We propose a set of experiments with the general objective of ensuring a better understanding of technical health documents. Various experiments address different steps of this complex and ambitious process: (1) categorization of documents according to their complexity; (2) detection of complex passages within documents; (3) acquisition of resources for the lexical and semantic simplification of documents; (4) alignment of parallel sentences from comparable corpora for generating rules for syntactic transformation. According to the steps and tasks, various methods are exploited (rule-based, machine learning, with and without linguistic knowledge). In addition to text simplification, the results and resources can be used for other NLP applications and tasks (e.g., information retrieval and extraction, question-answering, textual entailment).

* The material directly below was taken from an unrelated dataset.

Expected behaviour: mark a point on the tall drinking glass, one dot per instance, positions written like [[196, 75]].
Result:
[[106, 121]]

Natalia Grabar obtained her PhD from Université Paris 6. Her main research domain is Natural Language Processing applied to specialized languages, including medicine, biology, electrical engineering, chemistry, ideological texts, computer sciences. She worked for over a year at the NGO called Health on the Net in Geneva, Switzerland. She held a university and hospital position (AHU) for three years at Hôpital Européen Georges Pompidou (HEGP) and a research position at Inserm lab, working in medical informatics. Currently, Natalia is a researcher at CNRS (chargé de recherche classe 1). She is affiliated with UMR 8163 STL in Lille. Her research topics are related to building and use of terminologies; information retrieval and extraction; document typology; and quality, understanding and reliability of health and medical information.